Parallel QuickStart Guide

About this QuickStart Guide

This QuickStart guide gives a brief overview of the WestGrid Parallel facility, highlighting some of the features that distinguish it from other WestGrid resources. It is intended to be read by new WestGrid account holders and by current users considering whether to move to the Parallel system. For more detailed information about the Parallel hardware and performance characteristics, available software, usage policies and how to log in and run jobs, follow the links given below.

Introduction

The Parallel cluster adds 7056 cores and 180 general-purpose graphics processing units to the WestGrid computing capabilities. Parallel is intended for multi-node parallel applications that can run in a relatively short time (less than 3 days) and can take advantage of its InfiniBand interconnect or special GPU-based nodes. It can also be used for applications that have license restrictions that prevent them from being run elsewhere. 

Request for access

Unlike most WestGrid systems, a separate request is required to obtain a WestGrid account on Parallel. If you think the software you would like to run is appropriate for the Parallel cluster, please write to accounts@westgrid.ca with a subject line of the form "Parallel account request (your_username)" with a request for an account and a mention of the software you propose to use.

Hardware

Processors

Along with a login node and other machines for job management and file serving, the main part of the Parallel cluster consists of multi-core compute nodes.

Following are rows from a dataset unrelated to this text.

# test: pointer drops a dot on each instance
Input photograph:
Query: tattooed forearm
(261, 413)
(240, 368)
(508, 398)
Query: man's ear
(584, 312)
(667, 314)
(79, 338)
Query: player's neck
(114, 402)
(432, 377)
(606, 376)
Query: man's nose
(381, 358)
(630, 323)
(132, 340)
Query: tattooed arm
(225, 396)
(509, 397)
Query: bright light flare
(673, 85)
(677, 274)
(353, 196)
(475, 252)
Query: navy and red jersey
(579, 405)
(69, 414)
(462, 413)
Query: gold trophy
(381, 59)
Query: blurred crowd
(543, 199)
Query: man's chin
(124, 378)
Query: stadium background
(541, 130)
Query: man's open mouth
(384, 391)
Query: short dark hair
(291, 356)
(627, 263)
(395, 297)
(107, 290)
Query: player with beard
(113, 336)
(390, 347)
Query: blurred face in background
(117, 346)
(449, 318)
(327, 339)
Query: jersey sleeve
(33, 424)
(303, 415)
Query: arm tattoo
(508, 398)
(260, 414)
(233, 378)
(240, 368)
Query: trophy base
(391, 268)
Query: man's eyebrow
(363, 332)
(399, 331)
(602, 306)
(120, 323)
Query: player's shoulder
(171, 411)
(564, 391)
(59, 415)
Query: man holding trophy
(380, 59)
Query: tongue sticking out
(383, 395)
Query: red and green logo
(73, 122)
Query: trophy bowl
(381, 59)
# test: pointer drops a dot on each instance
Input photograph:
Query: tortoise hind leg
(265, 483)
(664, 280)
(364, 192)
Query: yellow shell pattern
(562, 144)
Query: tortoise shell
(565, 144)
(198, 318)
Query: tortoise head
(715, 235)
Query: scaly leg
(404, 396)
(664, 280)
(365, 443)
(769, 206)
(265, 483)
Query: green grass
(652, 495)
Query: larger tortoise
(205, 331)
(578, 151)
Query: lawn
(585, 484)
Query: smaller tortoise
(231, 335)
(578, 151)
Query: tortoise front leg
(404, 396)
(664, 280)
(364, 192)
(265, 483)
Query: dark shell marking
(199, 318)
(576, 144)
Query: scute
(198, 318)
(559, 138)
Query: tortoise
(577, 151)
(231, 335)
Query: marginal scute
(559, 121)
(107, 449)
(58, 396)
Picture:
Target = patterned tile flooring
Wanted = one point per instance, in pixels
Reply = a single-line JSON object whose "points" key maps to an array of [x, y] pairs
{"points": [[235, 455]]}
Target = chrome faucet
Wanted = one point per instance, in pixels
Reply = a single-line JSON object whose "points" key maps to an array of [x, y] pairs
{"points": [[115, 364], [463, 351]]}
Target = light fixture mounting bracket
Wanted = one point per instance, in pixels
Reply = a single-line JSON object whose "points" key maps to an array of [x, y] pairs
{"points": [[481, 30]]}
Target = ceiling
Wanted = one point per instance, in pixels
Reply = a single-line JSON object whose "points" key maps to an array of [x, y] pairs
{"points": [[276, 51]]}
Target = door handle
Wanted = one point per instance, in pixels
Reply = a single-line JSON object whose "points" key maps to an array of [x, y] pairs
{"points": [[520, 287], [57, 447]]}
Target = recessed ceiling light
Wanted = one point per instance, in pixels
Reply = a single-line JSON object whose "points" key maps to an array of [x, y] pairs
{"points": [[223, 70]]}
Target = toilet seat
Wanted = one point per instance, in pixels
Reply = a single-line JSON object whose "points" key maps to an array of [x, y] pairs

There are 528 12-core standard nodes and 60 special 12-core nodes that have 3 general-purpose GPUs each.

The compute nodes are based on the HP Proliant SL390 server architecture, with each node having 2 sockets.  Each socket has a 6-core Intel E5649 (Westmere) processor, running at 2.53 GHz.  The 12 cores associated with one compute node share 24 GB of RAM.

The GPUs are NVIDIA Tesla M2070s, each with about 5.5 GB of memory and what is known as Compute Capability 2.0 (which means that 64-bit floating point calculation is supported, along with other capabilities that make these graphics boards suitable for general-purpose use, beyond just graphics applications).

Interconnect

As mentioned in the introduction, the Parallel cluster is intended for multi-node jobs that make use of the low-latency interconnect. Parallel uses an InfiniBand 4X QDR (Quad Data Rate) 40 Gbit/s switched fabric, with a two to one blocking factor (to reduce purchase costs).

Storage

There are three types of storage locations: home directories, global scratch and local scratch.  The home directories and global scratch are shared among the Breezy, Lattice and Parallel systems.

Home directories

There is approximately 6.5 TB of disk space allocated for home directories. There is a storage quota of 50 GB, with a 200,000-file limit, for each individual home directory.  Use your home directory for files that you want to save for longer than 30 days.  Run jobs from your directory in /global/scratch.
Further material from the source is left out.